Santillan likely climbs the rankings after his emphatic win, potentially landing inside the top five and earning serious consideration for a world title opportunity.
The unbeaten southpaw was on point Friday night from the Doubletree Hotel in Ontario, Calif. He landed a jarring left upper cut that constantly split the guard of the bigger Kemeh. He used an accurate jab to keep Kemeh honest, and he closed out the show by landing steady combinations.
After the fourth round, Kemeh confusingly walked toward a neutral corner, which prompted an examination by the ringside physician. He consequently ruled him unfit to continue, which led to the fourth round stoppage win for Santillan.
Featherweight Erick Ituarte (19-1-1, 3 KOs) shot out of the corner with both hands firing resulting in a first round (2:52) knockout of veteran Gustavo Molina (15-17, 5 KOs) in the “New Blood” co-feature.
Ituarte looked like a man on a mission launching combination after combination. Near the end of the first round, Iturate punched Molina into his corner and delivered an onslaught that forced referee Raul Caiz, Jr. to stop the fight just seconds before the bell.
“I wanted to start fast and not let this go to the judges,” said Ituarte, who won his last two fights by split decision. “He wasn’t ready for what I brought tonight [Friday].”
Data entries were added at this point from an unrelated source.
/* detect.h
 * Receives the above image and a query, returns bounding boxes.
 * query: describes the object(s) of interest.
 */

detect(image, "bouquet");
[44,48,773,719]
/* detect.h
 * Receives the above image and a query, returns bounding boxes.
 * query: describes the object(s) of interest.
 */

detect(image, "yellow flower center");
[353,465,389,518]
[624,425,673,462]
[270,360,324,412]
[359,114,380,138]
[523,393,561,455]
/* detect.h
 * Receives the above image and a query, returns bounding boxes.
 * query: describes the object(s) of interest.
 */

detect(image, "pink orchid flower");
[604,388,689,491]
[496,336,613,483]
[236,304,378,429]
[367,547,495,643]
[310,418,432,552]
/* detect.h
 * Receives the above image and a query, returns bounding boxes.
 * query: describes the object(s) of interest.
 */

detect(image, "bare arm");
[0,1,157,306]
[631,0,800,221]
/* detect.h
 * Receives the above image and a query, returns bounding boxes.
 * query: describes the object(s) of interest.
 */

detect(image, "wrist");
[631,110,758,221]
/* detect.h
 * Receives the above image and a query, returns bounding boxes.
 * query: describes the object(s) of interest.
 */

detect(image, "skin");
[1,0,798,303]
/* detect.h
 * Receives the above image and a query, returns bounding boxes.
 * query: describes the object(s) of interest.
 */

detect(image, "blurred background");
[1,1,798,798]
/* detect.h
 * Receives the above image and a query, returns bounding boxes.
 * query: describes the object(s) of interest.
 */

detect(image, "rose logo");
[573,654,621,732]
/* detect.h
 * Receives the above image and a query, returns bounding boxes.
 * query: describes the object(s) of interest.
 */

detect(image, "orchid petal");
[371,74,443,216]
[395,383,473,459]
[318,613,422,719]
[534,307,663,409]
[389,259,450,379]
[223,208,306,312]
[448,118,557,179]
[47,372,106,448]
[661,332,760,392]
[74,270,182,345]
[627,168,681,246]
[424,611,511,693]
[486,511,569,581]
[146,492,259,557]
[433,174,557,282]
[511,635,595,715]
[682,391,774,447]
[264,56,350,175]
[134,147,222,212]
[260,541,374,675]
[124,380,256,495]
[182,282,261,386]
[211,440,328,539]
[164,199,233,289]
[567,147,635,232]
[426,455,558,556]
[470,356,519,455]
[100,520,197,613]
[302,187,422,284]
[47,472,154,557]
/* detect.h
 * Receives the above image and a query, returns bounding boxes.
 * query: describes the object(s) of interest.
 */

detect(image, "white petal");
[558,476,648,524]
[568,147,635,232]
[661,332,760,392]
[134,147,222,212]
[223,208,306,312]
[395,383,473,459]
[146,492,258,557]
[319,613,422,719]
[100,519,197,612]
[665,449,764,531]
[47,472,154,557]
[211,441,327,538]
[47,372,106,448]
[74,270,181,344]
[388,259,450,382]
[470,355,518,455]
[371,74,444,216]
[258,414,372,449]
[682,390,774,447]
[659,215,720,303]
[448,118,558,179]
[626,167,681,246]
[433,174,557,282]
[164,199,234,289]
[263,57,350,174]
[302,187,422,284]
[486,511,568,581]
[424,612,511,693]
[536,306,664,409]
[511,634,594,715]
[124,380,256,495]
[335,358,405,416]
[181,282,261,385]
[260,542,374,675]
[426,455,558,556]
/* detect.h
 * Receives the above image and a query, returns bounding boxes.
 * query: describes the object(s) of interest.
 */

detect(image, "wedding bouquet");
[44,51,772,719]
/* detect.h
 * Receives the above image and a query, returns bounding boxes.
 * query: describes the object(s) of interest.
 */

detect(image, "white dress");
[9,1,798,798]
Lightweights Manuel Mendez (15-2-3, 11 KOs) and Abraham Cordero (13-3-2, 7 KOs) fought to a majority draw as neither boxer could put their stamp on the 8-round fight. Each fighter had moments, with Mendez finding success inside the pocket, and Cordero attacking well from the outside.
Bantamweight prospect Mario Hernandez (4-0, 1 KO) of Santa Ana, Calif. earned his first knockout win by routinely backing up David Martino (4-4, 4 KOs). The stoppage win came at the 2:40 mark of the second round.
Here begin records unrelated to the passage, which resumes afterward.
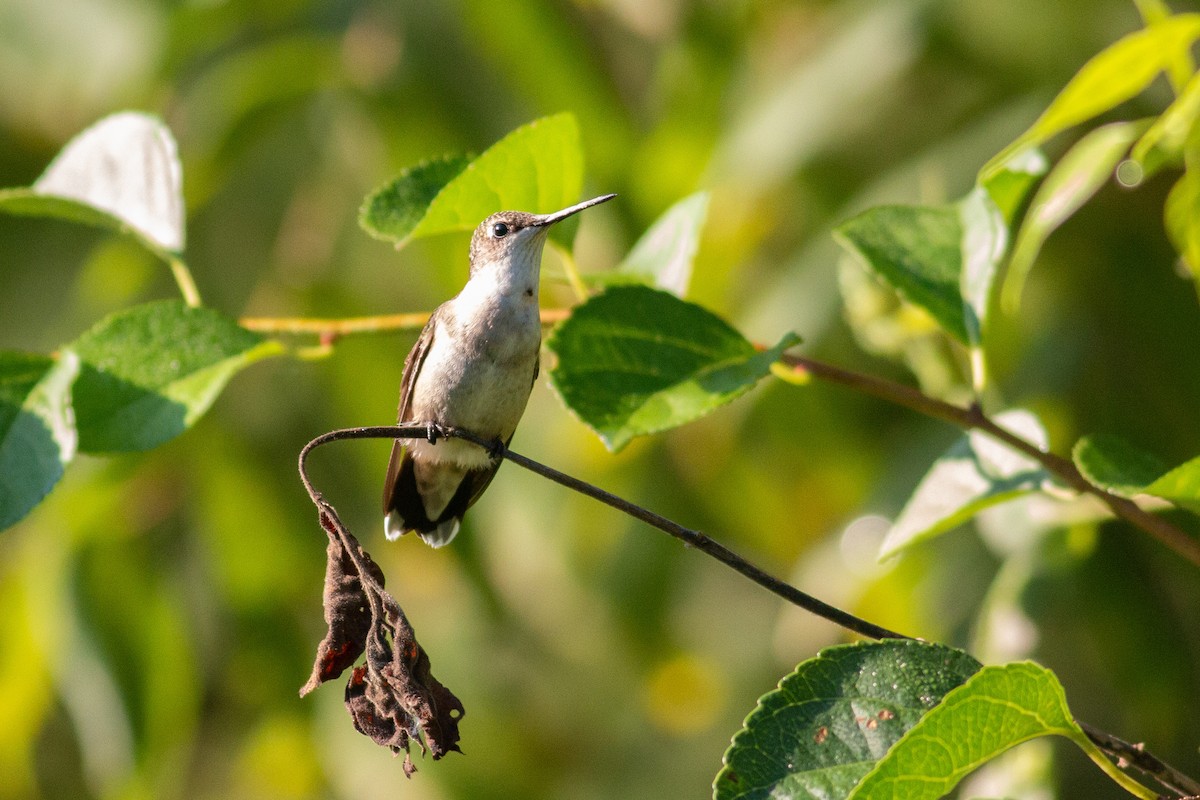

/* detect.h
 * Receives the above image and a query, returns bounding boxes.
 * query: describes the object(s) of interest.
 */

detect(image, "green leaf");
[615,191,709,297]
[984,14,1200,177]
[0,112,184,253]
[1165,170,1200,281]
[980,147,1048,224]
[359,154,472,244]
[547,286,798,452]
[880,410,1049,559]
[834,189,1007,349]
[835,205,968,342]
[0,352,79,530]
[67,301,281,453]
[1002,121,1147,313]
[1073,434,1200,513]
[714,640,981,800]
[1131,72,1200,179]
[358,114,585,248]
[847,663,1095,800]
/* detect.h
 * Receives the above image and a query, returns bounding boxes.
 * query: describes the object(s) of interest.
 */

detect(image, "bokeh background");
[2,1,1200,798]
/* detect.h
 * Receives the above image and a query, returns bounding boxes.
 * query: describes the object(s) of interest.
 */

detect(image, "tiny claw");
[487,437,506,461]
[425,422,444,444]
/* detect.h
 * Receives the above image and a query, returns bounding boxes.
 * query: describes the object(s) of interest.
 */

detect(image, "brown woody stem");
[782,354,1200,568]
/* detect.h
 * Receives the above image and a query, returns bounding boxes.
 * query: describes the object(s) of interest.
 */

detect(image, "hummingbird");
[383,193,616,547]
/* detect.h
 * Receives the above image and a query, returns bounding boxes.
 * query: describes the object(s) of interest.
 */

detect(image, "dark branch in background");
[782,354,1200,568]
[300,424,1199,797]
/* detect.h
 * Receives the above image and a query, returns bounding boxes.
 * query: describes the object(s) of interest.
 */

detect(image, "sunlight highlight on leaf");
[360,114,585,249]
[1,112,186,253]
[714,641,981,800]
[1073,434,1200,514]
[983,13,1200,178]
[847,663,1127,800]
[0,352,79,530]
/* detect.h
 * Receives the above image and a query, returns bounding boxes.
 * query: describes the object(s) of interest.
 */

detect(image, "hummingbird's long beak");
[532,193,617,227]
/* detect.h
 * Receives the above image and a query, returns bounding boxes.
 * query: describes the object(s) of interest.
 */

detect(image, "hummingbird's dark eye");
[491,222,510,238]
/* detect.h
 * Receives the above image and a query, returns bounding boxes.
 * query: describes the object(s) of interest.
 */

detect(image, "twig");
[782,354,1200,568]
[244,312,431,337]
[240,308,572,337]
[1078,721,1200,799]
[166,254,202,308]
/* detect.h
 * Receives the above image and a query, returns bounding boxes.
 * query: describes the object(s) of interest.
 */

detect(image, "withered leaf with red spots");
[301,503,464,775]
[300,511,385,696]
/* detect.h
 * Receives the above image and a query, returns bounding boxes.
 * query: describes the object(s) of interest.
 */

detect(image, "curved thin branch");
[782,354,1200,568]
[298,425,906,642]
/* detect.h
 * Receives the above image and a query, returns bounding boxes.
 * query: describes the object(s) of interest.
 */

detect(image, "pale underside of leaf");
[880,409,1049,559]
[616,190,710,296]
[30,111,184,252]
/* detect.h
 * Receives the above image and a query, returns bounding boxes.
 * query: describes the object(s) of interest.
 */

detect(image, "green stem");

Hernandez threw a high volume of punches that immediately put Martino on the defensive. In the second, Hernandez stepped on the gas and fired a variety of punches from every angle imaginable to stun and stop Martino.
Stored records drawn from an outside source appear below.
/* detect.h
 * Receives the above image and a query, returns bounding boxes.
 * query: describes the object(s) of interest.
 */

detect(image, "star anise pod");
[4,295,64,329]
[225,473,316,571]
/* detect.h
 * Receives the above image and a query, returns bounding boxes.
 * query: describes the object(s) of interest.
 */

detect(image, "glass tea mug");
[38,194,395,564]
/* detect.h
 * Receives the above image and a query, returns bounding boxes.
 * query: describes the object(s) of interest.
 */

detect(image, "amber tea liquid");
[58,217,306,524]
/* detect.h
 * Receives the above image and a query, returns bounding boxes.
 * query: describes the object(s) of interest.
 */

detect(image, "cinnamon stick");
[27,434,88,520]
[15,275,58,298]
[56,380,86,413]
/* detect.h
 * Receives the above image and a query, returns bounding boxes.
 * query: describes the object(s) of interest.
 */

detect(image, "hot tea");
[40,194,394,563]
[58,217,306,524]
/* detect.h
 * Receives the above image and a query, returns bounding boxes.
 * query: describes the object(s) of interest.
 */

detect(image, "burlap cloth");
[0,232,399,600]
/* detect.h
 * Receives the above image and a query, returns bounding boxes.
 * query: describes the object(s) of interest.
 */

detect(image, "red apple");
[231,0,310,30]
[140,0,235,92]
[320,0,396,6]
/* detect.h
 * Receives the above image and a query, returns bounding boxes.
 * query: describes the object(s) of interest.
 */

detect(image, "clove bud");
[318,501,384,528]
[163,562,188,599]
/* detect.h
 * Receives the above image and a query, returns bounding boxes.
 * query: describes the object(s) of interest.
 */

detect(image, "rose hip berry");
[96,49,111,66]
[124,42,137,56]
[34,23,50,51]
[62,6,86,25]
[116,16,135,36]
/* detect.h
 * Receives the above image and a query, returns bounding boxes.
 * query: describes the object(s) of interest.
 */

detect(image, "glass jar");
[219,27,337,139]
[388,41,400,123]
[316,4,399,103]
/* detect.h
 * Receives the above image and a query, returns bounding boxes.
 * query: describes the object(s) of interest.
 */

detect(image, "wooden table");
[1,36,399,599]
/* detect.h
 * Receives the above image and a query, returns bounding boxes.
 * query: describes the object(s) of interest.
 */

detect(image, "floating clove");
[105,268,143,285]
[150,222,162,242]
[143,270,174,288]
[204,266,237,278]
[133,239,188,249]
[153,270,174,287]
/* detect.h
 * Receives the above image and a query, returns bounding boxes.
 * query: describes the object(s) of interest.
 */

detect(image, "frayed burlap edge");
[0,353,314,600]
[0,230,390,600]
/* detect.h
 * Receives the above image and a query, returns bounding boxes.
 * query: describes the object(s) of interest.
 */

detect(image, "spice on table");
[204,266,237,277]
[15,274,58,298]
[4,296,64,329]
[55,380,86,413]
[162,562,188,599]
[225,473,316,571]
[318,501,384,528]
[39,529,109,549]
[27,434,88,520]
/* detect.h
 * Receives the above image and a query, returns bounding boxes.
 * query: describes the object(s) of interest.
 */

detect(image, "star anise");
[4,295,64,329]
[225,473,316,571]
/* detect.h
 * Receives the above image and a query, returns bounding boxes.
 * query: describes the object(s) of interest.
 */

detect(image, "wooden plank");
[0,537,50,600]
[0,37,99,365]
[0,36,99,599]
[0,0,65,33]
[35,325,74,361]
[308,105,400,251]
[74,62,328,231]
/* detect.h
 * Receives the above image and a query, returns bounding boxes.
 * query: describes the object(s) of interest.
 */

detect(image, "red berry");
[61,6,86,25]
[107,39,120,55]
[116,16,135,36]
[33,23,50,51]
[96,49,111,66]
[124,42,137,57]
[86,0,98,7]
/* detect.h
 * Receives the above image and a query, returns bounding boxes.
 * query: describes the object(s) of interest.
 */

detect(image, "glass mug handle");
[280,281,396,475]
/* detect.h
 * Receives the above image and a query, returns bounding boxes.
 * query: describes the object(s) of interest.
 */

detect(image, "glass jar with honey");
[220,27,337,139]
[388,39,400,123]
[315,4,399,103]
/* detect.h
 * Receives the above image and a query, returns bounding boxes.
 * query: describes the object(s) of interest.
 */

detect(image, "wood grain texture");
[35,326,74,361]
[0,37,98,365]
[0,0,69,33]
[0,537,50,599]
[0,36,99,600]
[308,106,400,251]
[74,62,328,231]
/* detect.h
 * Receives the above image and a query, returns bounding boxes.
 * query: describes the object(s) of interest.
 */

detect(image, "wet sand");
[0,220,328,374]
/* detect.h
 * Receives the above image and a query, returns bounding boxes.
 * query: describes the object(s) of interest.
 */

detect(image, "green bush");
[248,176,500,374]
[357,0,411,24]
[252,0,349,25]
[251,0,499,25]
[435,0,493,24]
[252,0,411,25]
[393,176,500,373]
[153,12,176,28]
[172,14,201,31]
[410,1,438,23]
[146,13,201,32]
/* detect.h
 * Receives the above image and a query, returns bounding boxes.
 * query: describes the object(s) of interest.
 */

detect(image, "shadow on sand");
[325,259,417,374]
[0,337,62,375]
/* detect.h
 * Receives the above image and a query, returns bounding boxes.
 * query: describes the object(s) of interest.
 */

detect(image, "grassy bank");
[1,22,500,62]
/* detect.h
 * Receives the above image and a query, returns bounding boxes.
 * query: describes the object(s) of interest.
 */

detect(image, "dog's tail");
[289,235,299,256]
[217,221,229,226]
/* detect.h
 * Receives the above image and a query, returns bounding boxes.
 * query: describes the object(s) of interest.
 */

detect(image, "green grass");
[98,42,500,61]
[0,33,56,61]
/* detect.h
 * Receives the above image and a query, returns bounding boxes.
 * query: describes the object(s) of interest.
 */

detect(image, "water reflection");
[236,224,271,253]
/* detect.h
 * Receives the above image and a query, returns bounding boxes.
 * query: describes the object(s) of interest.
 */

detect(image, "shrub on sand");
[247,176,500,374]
Lightweight prospect Ruben Torres (3-0, 3 KOs) of Los Angeles made it three straight first round knockout wins to begin his professional career. Trained by the well-respected Danny Zamora, Torres jumped on Alejandro Zepeda (0-3) from the start.
It didn’t take long for Torres to land his strong right hand. He connected early, knocking out Zepeda at the :42 mark. Torres boasts natural boxing ability and his tall frame (6’0″) should allow him to box effectively in multiple divisions.
In a battle of unbeaten prospects, it was Jonah Flores (2-0) that stood out and dominated Ivan Martino (1-1, 1 KO) to the tune of a unanimous decision sweep (40-36). Flores, out of Riverside, Calif. and trained by Henry Ramirez, showed a solid skill set in picking apart the active Martino.
Flores displayed a high guard and accurate punching throughout the 4-round fight.
After a four-year layoff, junior welterweight Luis Zarazua (7-0-1, 4 KOs) returned in thrilling fashion in the “New Blood” show opener by punching out the overmatched Luis Silva (4-12, 2 KOs) in the first round (2:43).
Midway through the first stanza, Zarazua dropped Silva with a left hook to the body. Zarazua, who fights out of Edinburg, Tex., continued to push the tempo and landed a combination that floored Silva for the final time near the end of the round.